Mais, de manière beaucoup plus importante, le simple fait de parler anglais ne nie pas son droit de parler français.

 « Ça coûtera cher à la ville! »

Le mythe que le français constitue un fardeau financier grandiose au Canada semble faire usage. Nulle part n’est-il plus inapproprié qu’ici. Le règlement n’augmenterait pas le montant de services offert en français; il garantirait leur continuation. Ainsi, ça ne coûtera pas un cent de plus.

« Ça ne changera rien alors? »

Au contraire, la proposition législative aurait deux conséquences importantes. Dans un premier temps, elle assurerait que la politique actuelle soit respectée. Présentement, il n’y a aucun mécanisme d’appel si la Ville brime les droits linguistiques. De plus, alors que le Conseil municipal peut amender ou même estomper la politique actuelle, un règlement entériné par le gouvernement provincial protégerait les services offerts et attesterait leur pérennité.

« La politique actuelle est déjà bonne! »

Mais si la politique est si efficace, pourquoi ne pas en faire un Règlement?

Un argument

Dans le débat au sujet du bilinguisme municipal, les médias font grand cas de telle ou telle lacune matérielle. Par exemple, un article dans cette édition racontera brièvement les péripéties d’une étudiante que voulait avoir accès au budget municipal préliminaire en français.

Ces histoires sont importantes dans la mesure qu’elles cataloguent des injustices quotidiennes. Toutefois, il ne faut pas négliger l’importance de la dimension symbolique du problème puisque c’est cette dimension que donne forme à l’expérience identitaire à Ottawa.

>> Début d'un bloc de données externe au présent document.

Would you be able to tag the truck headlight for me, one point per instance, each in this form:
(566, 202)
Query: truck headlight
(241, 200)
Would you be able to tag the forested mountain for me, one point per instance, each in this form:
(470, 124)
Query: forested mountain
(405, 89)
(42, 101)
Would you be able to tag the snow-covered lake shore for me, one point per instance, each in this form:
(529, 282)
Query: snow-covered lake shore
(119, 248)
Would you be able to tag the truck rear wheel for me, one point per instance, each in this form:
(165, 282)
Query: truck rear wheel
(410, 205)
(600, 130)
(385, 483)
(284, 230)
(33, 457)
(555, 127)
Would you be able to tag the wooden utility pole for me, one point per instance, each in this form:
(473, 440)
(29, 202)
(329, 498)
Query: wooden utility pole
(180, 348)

La reconnaissance est à la fois un bien psychologique et une force qui façonne notre société. Alors que certains de nos désirs sont matériels (une maison, une voiture, de la nourriture), d’autres sont purement symboliques. Nous voulons ainsi être respecté, que notre opinion soit considérée, que les gens nous trouvent drôle, beau ou intelligent.

L’absence de reconnaissance – tel que le témoigne l’histoire du colonialisme et de la discrimination systémique – a des effets néfastes sur les individus et les groupes identitaires qui se traduisent souvent en inégalité matérielle. C’est dans cette optique que Charles Taylor affirme que la reconnaissance est « un besoin vital ».

En bref, la méreconnaissance est un jugement de valeur : cette culture est moins importante; cette culture est inférieure. Ce discours implicite est intériorisé par les citoyens, tant les membres de la culture majoritaire que les membres des groupes minoritaires. De ce fait, un traitement inégal des minorités s’infiltre dans d’autres sphères et ces individus « apprennent leur place ».

Comment contrer cette dynamique? Il faut lutter pour l’affirmation des identités minoritaires. Signons la pétition du RÉFO. Manifestons-nous sur les médias sociaux. Écrivons aux médias et au bureau du maire. Bref, faisons-nous entendre.